Further, the heat conductive sheet may be formed by mixing the above-described blending components with an organic solvent or the like and uniformly dispersing the mixture and then applying and drying the support. That is, a mixed solution obtained by mixing and uniformly dispersing the above-mentioned blending components with an organic solvent is impregnated into a fibrous sheet such as cloth, paper, glass cloth, and the organic solvent is volatilized and dried. By this, you may manufacture a heat conductive sheet as a composite of a fibrous sheet and a heat conductive resin composition. Furthermore, you may press the heat conductive sheet obtained by said method with a calender roll or a press. In this way, by further pressing the heat conductive sheet formed as a composite of the fibrous sheet and the heat conductive resin composition with a calendar roll or a press, the thickness of the heat conductive sheet can be adjusted, Since the inside of the fibrous sheet as a support can be sufficiently impregnated with the heat conductive resin composition, the heat conductivity can be improved. The processing conditions for the press vary depending on the desired thickness, size, etc. In the case of a calendar roll, the set temperature is preferably 80 to 120 ° C. and the linear pressure is 10 to 800 kgf / cm. The temperature is preferably 80 to 120 ° C. and the load is 10 to 160 kg / cm ² .

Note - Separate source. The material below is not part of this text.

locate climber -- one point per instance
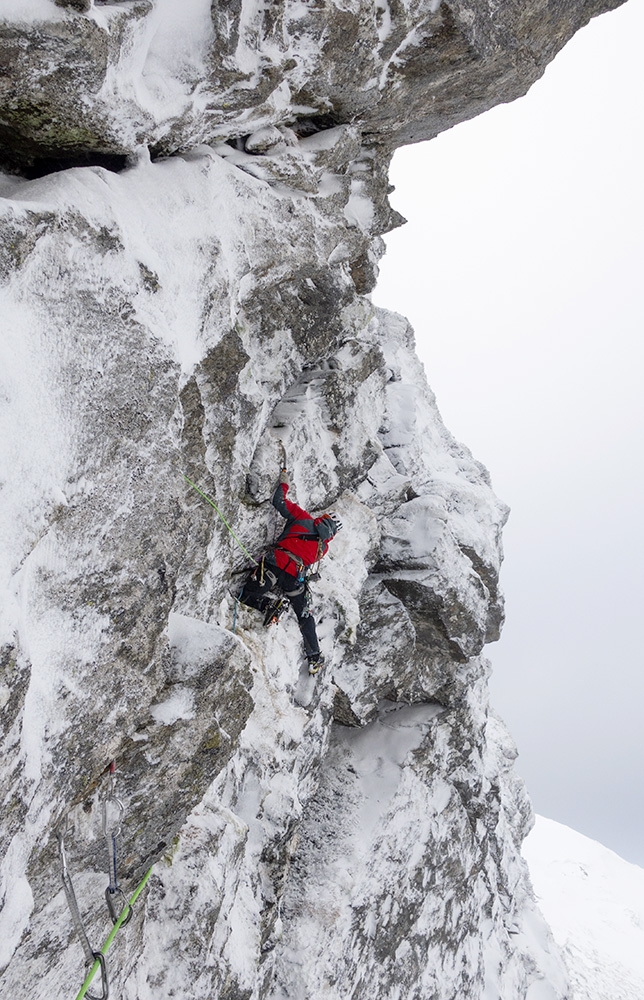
(284, 569)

  The heat conductive sheet of the present embodiment obtained as described above can have a heat conductivity of 1.0 W / m · K or more. The thermal conductivity can be measured according to ASTM (American Society for Testing and Materials) D5470.

  Furthermore, as a preferable aspect of the heat conductive sheet of this embodiment, the V-0 standard of UL94 standard (Underwriters Laboratories Inc. standard number 94) can be satisfied. The UL94 standard is a standard related to a plastic material flammability test for equipment and instrument parts, and is classified as a material having high flame retardancy by satisfying this standard.

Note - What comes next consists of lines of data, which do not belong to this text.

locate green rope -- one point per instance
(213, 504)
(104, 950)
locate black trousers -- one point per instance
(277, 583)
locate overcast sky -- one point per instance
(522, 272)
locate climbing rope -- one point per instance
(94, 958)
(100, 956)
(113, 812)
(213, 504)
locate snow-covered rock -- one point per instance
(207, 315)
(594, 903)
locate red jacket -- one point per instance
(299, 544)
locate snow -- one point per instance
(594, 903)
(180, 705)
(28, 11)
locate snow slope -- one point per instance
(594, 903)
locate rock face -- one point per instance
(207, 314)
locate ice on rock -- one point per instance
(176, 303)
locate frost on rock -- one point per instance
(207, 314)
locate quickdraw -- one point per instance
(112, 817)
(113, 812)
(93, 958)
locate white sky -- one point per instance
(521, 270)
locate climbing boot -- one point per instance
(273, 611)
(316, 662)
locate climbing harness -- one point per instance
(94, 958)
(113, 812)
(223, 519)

  The metal hydroxide contained in the thermally conductive resin composition of this embodiment decomposes and releases water when the temperature rises above a certain temperature. For example, aluminum hydroxide has the property of decomposing at 200 ° C. or higher to release water. That is, when the heat conductive sheet using the heat conductive resin composition of the present embodiment burns, the metal hydroxide contained in the heat conductive resin composition decomposes and releases water. Is extinguished by. Therefore, the heat conductive sheet of this embodiment can have excellent flame retardancy.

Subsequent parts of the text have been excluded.